Sandro Avanzo
In the first half of the 1970s, the US was in the throes of the so-called “Nostalgia Fever” (which some critics dubbed No(w)stalgia).
Numerous independent record labels played on the expiration of copyrights to recover dozens and dozens of soundtracks of old films and to reintroduce to the listener the voices of the great actors of the screen as they had spread over the airwaves in the 30s and 40s, on the hertzian waves of radio sets.
Historical radio dramas such as the famous “Adventures of Sherlock Holmes” or “The War of the Worlds” by Orson Wells were brought back to light and made accessible again from the vinyl grooves.
The adventures of memorable characters, even musicals written specifically for the radio, became available again. A large part of the so-called Radio’s Golden Age came back to life on records with the voices of Bette Davis, the Marx Brothers, Abbott & Costello, Mae West and a very young Judy Garland.

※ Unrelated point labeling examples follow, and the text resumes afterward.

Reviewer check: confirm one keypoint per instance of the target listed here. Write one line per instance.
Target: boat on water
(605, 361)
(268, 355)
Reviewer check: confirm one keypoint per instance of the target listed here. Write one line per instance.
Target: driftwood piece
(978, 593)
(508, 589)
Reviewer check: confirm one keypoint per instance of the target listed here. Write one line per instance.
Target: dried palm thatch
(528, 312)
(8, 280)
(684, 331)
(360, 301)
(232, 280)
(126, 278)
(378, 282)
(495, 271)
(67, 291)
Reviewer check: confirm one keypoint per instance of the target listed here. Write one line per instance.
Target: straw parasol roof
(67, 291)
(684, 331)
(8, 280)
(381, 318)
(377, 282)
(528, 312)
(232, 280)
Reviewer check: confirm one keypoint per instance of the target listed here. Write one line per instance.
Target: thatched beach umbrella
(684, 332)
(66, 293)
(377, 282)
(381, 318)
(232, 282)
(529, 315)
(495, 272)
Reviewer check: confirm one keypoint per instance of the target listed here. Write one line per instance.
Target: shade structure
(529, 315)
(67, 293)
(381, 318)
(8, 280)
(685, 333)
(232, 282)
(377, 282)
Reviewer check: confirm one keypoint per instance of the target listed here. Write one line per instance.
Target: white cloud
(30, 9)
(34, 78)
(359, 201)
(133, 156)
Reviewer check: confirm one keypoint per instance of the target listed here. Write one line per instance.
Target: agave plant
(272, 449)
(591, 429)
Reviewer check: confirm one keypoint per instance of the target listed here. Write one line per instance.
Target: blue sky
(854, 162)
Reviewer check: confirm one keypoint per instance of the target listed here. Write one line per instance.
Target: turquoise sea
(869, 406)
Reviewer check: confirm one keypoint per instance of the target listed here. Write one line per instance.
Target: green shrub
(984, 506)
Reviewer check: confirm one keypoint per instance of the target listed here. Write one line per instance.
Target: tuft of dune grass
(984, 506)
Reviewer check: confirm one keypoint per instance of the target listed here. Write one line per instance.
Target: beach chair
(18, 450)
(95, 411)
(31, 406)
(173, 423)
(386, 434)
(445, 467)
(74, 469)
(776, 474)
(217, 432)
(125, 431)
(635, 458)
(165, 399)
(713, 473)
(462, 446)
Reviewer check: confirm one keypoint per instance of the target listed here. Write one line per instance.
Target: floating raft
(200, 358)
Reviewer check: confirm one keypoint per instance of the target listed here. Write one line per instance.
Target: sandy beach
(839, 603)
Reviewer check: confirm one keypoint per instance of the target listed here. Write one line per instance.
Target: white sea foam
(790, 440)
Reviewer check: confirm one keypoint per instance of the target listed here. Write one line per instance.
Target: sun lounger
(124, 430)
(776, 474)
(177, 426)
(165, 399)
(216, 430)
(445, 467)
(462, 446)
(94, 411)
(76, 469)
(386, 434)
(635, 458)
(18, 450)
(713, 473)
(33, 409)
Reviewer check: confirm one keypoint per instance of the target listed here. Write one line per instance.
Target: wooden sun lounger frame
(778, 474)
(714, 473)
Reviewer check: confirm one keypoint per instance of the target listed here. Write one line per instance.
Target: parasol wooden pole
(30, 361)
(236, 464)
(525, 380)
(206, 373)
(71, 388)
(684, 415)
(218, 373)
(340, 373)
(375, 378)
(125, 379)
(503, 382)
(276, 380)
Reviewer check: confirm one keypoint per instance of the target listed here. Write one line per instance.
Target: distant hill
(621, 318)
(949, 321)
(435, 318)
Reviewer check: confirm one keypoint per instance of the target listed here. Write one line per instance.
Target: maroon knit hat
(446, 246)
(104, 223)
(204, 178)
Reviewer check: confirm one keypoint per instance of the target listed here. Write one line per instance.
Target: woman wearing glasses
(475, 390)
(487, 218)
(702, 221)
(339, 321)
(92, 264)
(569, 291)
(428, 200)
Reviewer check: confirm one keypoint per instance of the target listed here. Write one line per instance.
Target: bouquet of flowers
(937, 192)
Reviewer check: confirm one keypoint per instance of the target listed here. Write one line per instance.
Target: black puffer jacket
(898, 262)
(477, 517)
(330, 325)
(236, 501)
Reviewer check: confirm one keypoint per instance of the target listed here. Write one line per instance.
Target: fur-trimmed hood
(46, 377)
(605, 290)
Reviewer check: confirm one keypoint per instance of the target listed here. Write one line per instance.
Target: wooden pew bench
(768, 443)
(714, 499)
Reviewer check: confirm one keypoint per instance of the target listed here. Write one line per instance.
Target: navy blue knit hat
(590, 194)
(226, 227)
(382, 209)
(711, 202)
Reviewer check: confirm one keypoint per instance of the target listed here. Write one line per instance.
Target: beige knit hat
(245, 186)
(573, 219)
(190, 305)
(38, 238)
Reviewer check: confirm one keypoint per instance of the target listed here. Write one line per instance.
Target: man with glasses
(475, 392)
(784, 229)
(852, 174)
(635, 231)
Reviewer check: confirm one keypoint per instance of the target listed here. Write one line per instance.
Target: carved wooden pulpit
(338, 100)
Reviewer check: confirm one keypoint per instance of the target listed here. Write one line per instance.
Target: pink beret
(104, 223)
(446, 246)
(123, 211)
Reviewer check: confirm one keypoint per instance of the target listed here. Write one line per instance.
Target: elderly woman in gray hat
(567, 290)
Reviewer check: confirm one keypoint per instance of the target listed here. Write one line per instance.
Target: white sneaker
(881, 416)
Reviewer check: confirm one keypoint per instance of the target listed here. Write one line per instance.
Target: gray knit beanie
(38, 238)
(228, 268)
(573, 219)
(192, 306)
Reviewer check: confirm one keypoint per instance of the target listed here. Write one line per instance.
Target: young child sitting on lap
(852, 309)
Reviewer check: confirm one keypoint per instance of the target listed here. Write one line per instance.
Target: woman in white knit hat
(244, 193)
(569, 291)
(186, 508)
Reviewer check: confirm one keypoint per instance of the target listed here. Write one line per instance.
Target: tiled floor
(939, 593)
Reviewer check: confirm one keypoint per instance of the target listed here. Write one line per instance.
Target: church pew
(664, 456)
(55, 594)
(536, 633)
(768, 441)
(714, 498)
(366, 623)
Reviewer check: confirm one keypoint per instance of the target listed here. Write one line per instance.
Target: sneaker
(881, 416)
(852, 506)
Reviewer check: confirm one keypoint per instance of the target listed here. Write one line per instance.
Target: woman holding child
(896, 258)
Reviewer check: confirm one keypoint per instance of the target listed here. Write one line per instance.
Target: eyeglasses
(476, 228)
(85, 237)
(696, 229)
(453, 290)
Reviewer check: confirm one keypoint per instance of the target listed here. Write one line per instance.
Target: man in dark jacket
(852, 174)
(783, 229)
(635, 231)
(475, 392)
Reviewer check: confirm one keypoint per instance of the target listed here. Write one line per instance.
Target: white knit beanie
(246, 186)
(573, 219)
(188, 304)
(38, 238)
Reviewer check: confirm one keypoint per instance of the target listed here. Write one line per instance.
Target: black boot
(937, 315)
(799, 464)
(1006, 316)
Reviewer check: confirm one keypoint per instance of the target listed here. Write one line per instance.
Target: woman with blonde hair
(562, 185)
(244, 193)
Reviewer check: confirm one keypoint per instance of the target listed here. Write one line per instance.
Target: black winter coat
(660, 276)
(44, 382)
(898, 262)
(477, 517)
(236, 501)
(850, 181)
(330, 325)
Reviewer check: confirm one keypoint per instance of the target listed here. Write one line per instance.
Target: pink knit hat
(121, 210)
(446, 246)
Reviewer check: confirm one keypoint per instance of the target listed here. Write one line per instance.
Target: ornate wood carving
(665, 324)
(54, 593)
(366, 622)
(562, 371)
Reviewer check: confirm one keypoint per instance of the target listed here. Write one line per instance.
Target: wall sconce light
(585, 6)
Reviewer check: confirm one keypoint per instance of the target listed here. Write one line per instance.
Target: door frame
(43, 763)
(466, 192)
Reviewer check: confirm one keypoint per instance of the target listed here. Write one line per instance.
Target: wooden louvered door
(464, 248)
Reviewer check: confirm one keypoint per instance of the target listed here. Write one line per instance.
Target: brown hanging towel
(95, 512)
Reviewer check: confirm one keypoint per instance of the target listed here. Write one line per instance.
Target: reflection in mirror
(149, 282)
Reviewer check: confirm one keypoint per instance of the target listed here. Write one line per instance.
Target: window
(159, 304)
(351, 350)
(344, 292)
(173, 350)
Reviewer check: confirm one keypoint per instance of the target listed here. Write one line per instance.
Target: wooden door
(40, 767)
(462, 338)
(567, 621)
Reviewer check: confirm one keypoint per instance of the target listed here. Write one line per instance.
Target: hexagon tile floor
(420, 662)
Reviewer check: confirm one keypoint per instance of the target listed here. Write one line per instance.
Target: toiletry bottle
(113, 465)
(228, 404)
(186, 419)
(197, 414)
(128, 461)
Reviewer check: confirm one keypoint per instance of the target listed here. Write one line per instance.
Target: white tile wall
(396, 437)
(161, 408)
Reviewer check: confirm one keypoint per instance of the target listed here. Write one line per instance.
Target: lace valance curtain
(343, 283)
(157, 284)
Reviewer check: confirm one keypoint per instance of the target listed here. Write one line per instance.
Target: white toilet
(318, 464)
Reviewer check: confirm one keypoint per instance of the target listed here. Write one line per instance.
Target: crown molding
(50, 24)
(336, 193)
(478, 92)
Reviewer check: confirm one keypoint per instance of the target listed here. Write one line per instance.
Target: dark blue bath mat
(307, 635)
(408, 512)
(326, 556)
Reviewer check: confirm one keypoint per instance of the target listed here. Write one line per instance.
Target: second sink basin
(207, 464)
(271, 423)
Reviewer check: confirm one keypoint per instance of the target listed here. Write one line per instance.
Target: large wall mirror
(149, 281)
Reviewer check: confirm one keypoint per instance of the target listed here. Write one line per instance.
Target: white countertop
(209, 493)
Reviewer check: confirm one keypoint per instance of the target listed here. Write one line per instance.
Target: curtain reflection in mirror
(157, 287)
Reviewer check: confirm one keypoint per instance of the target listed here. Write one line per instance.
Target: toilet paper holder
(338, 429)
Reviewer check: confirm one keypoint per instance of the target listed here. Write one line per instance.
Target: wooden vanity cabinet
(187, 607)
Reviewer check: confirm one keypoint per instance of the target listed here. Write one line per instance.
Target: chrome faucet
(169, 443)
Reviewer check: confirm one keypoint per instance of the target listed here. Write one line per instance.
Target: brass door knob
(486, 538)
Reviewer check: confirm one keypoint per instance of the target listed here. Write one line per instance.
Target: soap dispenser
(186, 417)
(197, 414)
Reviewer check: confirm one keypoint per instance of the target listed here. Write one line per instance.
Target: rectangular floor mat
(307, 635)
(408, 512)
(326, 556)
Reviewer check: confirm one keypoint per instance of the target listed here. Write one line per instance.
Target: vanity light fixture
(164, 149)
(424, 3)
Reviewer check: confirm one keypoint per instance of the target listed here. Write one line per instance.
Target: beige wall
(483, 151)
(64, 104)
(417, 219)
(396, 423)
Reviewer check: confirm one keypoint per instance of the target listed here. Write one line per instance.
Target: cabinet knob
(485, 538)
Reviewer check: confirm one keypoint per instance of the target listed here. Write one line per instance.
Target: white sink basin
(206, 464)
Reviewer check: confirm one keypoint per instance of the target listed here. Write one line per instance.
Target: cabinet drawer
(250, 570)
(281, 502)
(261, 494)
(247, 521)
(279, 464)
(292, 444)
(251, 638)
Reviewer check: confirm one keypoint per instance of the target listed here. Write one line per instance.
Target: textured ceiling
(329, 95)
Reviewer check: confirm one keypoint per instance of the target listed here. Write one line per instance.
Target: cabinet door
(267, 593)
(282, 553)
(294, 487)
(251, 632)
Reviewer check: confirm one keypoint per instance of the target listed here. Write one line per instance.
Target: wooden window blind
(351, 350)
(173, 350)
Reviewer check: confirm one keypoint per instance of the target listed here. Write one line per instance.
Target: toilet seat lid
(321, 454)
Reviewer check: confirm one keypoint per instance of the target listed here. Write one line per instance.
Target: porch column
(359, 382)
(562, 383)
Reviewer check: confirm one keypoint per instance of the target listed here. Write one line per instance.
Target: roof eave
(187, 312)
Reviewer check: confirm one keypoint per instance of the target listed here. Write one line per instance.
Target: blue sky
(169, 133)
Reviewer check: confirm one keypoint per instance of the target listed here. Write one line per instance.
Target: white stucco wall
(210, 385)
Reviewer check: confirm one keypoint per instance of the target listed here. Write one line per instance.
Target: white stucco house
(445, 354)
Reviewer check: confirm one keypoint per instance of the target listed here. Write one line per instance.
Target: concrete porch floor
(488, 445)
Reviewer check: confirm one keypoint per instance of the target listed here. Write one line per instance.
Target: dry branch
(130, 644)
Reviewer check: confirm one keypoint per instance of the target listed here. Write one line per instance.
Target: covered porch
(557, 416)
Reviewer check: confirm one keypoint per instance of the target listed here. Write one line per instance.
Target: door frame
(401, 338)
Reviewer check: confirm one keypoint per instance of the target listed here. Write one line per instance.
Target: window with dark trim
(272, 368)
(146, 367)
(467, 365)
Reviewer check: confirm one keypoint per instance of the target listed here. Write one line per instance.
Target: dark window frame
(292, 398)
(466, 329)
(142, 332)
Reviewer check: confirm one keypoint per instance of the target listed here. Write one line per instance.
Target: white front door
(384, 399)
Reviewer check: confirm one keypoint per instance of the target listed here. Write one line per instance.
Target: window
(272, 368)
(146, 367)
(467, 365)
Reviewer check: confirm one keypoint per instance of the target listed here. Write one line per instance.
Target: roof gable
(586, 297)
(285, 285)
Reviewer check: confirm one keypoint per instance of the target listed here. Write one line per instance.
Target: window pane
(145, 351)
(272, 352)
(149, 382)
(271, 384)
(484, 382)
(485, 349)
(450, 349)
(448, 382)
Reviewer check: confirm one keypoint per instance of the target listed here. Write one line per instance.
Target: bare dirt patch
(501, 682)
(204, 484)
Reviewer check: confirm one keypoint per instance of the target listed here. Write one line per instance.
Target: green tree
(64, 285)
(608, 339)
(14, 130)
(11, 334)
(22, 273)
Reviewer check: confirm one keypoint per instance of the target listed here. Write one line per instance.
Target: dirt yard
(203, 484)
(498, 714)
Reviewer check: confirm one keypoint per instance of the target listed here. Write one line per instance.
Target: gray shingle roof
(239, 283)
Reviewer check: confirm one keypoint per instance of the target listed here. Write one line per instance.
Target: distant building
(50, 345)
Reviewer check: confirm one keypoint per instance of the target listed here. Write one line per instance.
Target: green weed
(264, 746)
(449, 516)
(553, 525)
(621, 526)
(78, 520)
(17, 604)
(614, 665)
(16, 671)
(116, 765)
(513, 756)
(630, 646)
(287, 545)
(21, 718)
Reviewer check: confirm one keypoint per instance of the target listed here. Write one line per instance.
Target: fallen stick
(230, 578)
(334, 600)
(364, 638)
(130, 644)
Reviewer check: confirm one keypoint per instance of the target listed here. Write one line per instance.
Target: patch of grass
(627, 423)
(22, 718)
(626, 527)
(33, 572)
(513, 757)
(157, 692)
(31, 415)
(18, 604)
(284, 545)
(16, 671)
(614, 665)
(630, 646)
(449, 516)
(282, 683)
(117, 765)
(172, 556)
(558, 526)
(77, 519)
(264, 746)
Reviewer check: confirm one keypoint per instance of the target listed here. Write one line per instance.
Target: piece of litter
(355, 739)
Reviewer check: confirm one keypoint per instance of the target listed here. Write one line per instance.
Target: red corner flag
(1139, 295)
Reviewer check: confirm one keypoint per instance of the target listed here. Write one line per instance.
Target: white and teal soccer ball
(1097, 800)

The records in the exhibition are an emblematic anthology of the recordings of that brief but prolific period and were all recorded between 1974 and 1977.
If the motivations behind the phenomenon can be entirely attributed to a commercial aspect of the initiative and certainly not to a cultural aspect, the merit of the legacy that this phenomenon has left on the collective memory front at a time when the dimension of the web as the primary collector of universal memory could not even be hypothesised.